How anonymous is Anonymous?While the FAQ for the collective’s preferred DDoS-launching software claims that those using it run a “zero” chance of arrest, Dutch security researchers have discovered (PDF) that the opposite is true: It’s actually very easy to trace all of its users, unless they take additional steps to “cover their tracks.” If those partaking in Anonymous attacks are cognizant of the fact that their online actions are fully traceable, this may mitigate the anonymity problem and make their actions far more legitimate than they are right now. Without such realization, their acts hardly qualify as civil disobedience and border on hooliganism. For what it’s worth, the announcement of Anonymous’ most-recent operation explicitly calls on its participants to use proxies in order to guard their anonymity—as such, they are clearly not seeking to conduct their politics in the open.
While Anonymous’ attacks fall short of Rawls’ high standard for civil disobedience, we should not prejudge all DDoS attacks to be illegitimate. Yes, DDoS tactics are increasingly abused to silence independent media—newspapers in Belarus, Kazakhstan, Lebanon, and Burma have all fallen victim to DDoS attacks in the last few years. Moreover, such attacks are often launched by relying on zombie computers whose unsuspecting owners have no clue they’re being enlisted as part of an attack. That’s unacceptable however one looks at it.
But should democratic societies really treat everyone who participates in a DDoS attack as a hardened criminal? (The British law, for example, punishes anyone who downloads such tools with up to 10 years in prison.)
Clearly, not all DDoS attacks carry the same moral weight; it all depends on who is attacking whom, as well as how and for what reason. The ethical spectrum here is quite wide: While it’s hard to imagine a situation where launching a DDoS attack on the Web site of the New York Times would ever be justifiable, it’s not so hard to imagine morally permissible attacks on the Web site of the Iranian government or alleged fraudsters like the proprietor of DecorMyEyes. In some situations, it may even be OK for attackers not to disclose their identities fully: Few of us get furious at the sight of Iranian protesters wearing green scarves to protect themselves from the prying eyes of police.

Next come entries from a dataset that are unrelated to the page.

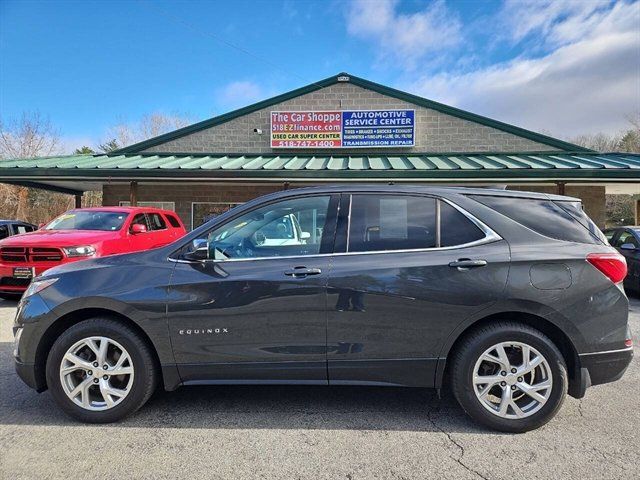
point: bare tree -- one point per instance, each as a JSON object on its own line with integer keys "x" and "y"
{"x": 149, "y": 126}
{"x": 31, "y": 135}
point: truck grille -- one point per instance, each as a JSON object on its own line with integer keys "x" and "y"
{"x": 30, "y": 254}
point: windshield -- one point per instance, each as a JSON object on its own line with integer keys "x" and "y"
{"x": 88, "y": 220}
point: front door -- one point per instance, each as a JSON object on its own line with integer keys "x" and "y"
{"x": 255, "y": 308}
{"x": 413, "y": 268}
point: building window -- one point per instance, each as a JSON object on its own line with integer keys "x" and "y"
{"x": 162, "y": 205}
{"x": 202, "y": 212}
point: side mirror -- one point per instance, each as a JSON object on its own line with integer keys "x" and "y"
{"x": 138, "y": 228}
{"x": 200, "y": 250}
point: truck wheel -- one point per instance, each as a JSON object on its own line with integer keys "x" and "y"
{"x": 99, "y": 371}
{"x": 509, "y": 377}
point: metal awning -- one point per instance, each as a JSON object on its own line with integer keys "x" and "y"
{"x": 86, "y": 171}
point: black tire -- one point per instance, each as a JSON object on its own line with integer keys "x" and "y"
{"x": 475, "y": 344}
{"x": 145, "y": 371}
{"x": 11, "y": 297}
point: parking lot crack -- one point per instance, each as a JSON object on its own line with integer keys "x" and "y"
{"x": 458, "y": 446}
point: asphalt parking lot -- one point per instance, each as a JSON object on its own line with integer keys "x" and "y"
{"x": 314, "y": 432}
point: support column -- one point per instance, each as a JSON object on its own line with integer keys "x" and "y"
{"x": 133, "y": 193}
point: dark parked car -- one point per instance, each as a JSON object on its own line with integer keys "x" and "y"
{"x": 15, "y": 227}
{"x": 513, "y": 299}
{"x": 627, "y": 241}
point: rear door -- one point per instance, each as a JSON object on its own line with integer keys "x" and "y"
{"x": 632, "y": 256}
{"x": 160, "y": 232}
{"x": 408, "y": 269}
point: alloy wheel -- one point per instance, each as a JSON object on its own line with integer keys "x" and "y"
{"x": 96, "y": 373}
{"x": 512, "y": 380}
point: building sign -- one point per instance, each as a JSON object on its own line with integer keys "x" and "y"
{"x": 343, "y": 129}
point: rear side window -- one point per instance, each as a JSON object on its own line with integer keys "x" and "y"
{"x": 456, "y": 228}
{"x": 23, "y": 228}
{"x": 544, "y": 217}
{"x": 626, "y": 237}
{"x": 390, "y": 222}
{"x": 156, "y": 221}
{"x": 175, "y": 223}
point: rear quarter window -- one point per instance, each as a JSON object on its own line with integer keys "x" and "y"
{"x": 175, "y": 223}
{"x": 551, "y": 219}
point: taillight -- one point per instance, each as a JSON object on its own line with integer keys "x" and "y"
{"x": 612, "y": 265}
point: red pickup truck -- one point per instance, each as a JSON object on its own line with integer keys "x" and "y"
{"x": 81, "y": 234}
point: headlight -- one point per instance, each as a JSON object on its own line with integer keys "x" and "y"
{"x": 39, "y": 285}
{"x": 83, "y": 251}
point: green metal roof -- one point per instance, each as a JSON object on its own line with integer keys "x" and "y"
{"x": 428, "y": 166}
{"x": 369, "y": 85}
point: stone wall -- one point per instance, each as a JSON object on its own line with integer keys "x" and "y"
{"x": 183, "y": 195}
{"x": 435, "y": 131}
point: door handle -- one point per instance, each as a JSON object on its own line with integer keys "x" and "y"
{"x": 463, "y": 264}
{"x": 301, "y": 272}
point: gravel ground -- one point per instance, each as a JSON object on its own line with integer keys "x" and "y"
{"x": 314, "y": 432}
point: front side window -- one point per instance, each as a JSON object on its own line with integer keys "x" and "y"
{"x": 88, "y": 220}
{"x": 291, "y": 227}
{"x": 23, "y": 228}
{"x": 139, "y": 219}
{"x": 456, "y": 228}
{"x": 391, "y": 222}
{"x": 156, "y": 221}
{"x": 559, "y": 220}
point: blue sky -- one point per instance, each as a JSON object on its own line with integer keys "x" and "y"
{"x": 560, "y": 67}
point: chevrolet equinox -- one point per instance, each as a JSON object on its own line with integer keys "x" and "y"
{"x": 512, "y": 299}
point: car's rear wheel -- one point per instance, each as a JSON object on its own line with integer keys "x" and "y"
{"x": 100, "y": 371}
{"x": 509, "y": 377}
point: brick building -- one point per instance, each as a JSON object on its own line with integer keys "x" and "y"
{"x": 204, "y": 169}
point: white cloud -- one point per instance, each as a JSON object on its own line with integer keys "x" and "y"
{"x": 552, "y": 20}
{"x": 588, "y": 82}
{"x": 239, "y": 94}
{"x": 406, "y": 38}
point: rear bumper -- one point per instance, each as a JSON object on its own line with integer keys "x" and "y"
{"x": 600, "y": 367}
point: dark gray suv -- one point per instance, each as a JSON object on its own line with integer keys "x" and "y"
{"x": 513, "y": 299}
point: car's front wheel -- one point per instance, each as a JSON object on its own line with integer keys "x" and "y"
{"x": 509, "y": 376}
{"x": 100, "y": 371}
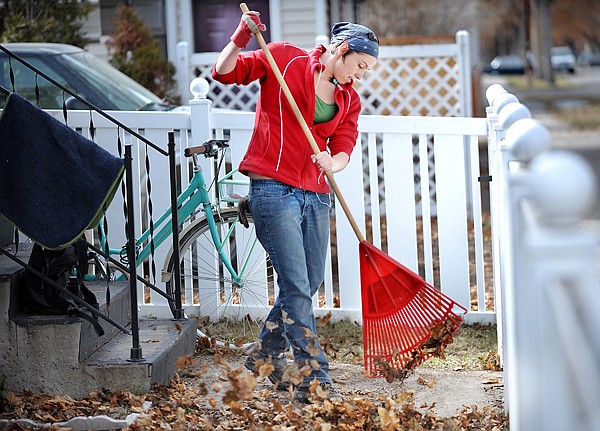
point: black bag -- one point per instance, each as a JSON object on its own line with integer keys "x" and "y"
{"x": 66, "y": 268}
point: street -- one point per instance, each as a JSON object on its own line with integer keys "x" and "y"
{"x": 577, "y": 89}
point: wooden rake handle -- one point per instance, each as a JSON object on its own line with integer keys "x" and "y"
{"x": 301, "y": 120}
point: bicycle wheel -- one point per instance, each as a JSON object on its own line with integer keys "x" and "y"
{"x": 230, "y": 312}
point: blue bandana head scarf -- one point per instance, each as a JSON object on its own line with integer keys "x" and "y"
{"x": 358, "y": 37}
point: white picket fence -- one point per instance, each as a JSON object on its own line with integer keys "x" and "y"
{"x": 408, "y": 80}
{"x": 546, "y": 273}
{"x": 446, "y": 248}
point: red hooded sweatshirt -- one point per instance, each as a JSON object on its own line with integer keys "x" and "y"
{"x": 278, "y": 148}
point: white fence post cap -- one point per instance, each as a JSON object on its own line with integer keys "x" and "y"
{"x": 199, "y": 88}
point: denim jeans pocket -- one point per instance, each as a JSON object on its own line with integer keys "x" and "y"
{"x": 269, "y": 189}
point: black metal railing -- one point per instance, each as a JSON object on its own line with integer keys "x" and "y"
{"x": 131, "y": 270}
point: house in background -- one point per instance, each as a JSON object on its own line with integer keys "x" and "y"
{"x": 207, "y": 24}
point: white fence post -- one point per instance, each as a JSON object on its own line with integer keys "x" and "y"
{"x": 183, "y": 71}
{"x": 547, "y": 275}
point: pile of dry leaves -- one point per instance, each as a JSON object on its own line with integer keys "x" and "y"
{"x": 238, "y": 402}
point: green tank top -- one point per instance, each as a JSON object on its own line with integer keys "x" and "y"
{"x": 324, "y": 111}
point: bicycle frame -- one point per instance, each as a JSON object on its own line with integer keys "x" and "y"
{"x": 195, "y": 196}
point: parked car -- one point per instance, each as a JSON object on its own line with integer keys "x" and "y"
{"x": 562, "y": 59}
{"x": 588, "y": 59}
{"x": 506, "y": 65}
{"x": 78, "y": 70}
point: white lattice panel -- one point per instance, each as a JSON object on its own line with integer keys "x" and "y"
{"x": 412, "y": 86}
{"x": 425, "y": 80}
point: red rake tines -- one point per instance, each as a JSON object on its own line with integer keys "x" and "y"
{"x": 405, "y": 319}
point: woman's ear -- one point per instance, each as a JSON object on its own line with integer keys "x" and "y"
{"x": 343, "y": 48}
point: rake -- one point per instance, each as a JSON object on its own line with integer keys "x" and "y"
{"x": 405, "y": 319}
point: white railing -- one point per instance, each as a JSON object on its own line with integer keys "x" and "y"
{"x": 446, "y": 248}
{"x": 548, "y": 291}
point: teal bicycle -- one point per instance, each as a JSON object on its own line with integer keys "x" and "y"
{"x": 227, "y": 281}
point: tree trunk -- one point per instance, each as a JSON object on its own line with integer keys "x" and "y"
{"x": 541, "y": 38}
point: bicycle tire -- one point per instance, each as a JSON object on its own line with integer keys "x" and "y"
{"x": 230, "y": 315}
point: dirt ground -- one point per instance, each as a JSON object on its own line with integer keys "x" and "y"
{"x": 445, "y": 392}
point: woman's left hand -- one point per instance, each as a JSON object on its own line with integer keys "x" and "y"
{"x": 323, "y": 161}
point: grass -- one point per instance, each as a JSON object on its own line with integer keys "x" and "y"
{"x": 522, "y": 82}
{"x": 474, "y": 346}
{"x": 585, "y": 117}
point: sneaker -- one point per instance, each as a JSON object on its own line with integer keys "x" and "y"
{"x": 326, "y": 391}
{"x": 276, "y": 376}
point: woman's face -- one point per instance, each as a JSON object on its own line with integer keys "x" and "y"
{"x": 352, "y": 66}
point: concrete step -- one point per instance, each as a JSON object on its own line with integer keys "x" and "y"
{"x": 64, "y": 355}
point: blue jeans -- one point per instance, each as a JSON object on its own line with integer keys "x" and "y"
{"x": 293, "y": 227}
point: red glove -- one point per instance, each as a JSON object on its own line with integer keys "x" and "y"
{"x": 243, "y": 35}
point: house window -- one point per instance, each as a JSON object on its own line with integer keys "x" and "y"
{"x": 152, "y": 12}
{"x": 215, "y": 20}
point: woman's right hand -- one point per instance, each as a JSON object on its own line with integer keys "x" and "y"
{"x": 243, "y": 34}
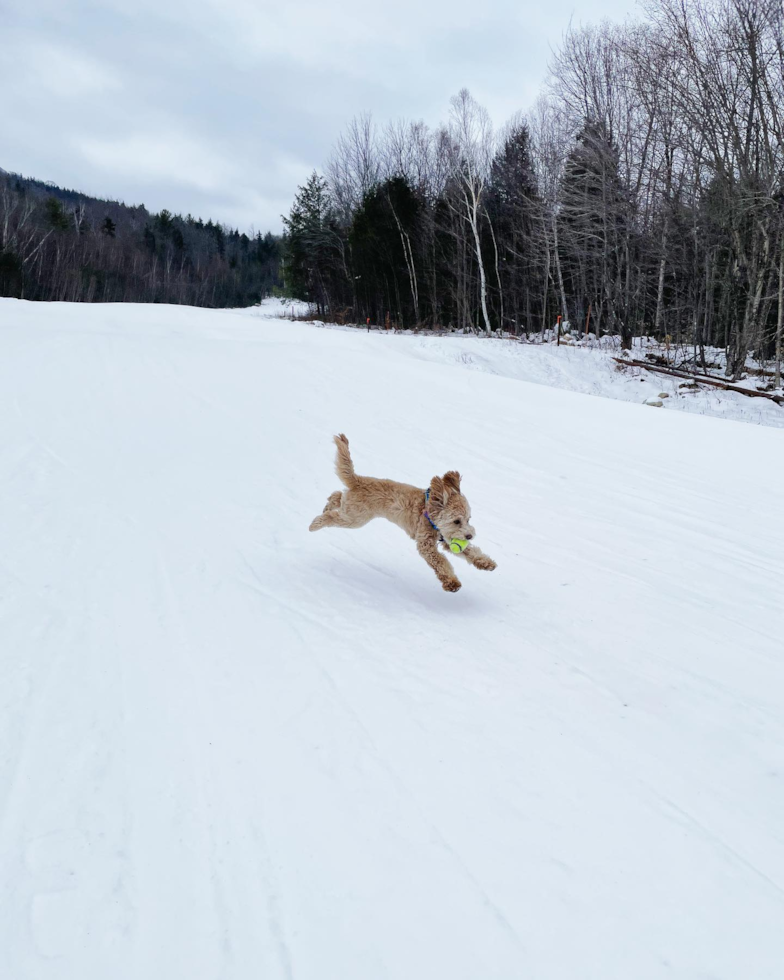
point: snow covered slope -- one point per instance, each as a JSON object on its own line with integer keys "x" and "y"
{"x": 233, "y": 749}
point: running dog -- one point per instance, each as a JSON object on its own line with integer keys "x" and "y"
{"x": 440, "y": 514}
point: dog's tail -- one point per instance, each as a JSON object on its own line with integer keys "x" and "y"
{"x": 343, "y": 465}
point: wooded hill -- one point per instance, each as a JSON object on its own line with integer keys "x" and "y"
{"x": 644, "y": 195}
{"x": 58, "y": 244}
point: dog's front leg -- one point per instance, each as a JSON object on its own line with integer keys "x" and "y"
{"x": 439, "y": 564}
{"x": 474, "y": 556}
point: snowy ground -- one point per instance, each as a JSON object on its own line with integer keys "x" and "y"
{"x": 233, "y": 749}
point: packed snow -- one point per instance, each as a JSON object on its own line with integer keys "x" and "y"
{"x": 231, "y": 749}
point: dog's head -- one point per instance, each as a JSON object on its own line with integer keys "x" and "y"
{"x": 448, "y": 508}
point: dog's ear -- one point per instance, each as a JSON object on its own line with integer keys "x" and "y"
{"x": 452, "y": 481}
{"x": 438, "y": 492}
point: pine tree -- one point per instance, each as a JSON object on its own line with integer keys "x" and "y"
{"x": 310, "y": 244}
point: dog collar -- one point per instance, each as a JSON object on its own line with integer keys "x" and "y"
{"x": 430, "y": 520}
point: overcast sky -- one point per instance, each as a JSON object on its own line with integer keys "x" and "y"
{"x": 221, "y": 108}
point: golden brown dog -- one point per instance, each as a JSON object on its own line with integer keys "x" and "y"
{"x": 429, "y": 517}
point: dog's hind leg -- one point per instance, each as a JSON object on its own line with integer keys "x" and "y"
{"x": 333, "y": 501}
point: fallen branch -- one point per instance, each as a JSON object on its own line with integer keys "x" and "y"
{"x": 701, "y": 379}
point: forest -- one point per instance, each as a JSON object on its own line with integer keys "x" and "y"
{"x": 58, "y": 244}
{"x": 642, "y": 195}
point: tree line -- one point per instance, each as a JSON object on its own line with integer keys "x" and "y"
{"x": 643, "y": 195}
{"x": 58, "y": 244}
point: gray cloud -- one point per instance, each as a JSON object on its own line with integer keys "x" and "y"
{"x": 221, "y": 108}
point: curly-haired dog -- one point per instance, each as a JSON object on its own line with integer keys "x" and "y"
{"x": 438, "y": 514}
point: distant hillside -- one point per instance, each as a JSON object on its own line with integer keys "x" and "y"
{"x": 61, "y": 244}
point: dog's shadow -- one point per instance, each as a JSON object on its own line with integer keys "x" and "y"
{"x": 362, "y": 582}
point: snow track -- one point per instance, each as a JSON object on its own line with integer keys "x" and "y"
{"x": 233, "y": 749}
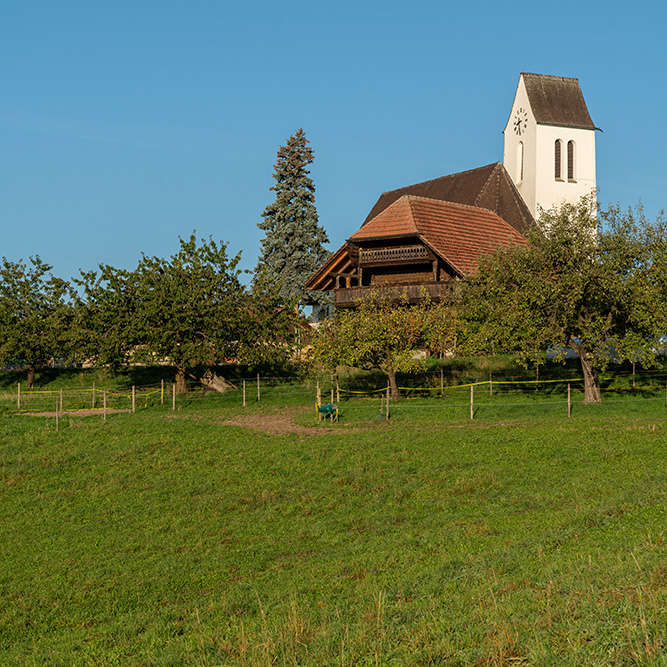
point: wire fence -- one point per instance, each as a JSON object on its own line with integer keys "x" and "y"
{"x": 359, "y": 397}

If done right, DDoS may offer the much-needed antidote to the shallow and sterile politics of most Facebook groups and petitions, where participants take no risks and make no sacrifices. Sure, there is always a risk that DDoS attacks will degenerate into acts of vigilante justice. But the same risk exists with any kind of real-world protest or demonstration. This is the price we pay for not living in a police state where there are no unscheduled events or provocations. DDoS, like all forms of protest, is messy. But there will always be certain times and places—even more so in our increasingly networked world—when the use of “DDoS justice” is warranted.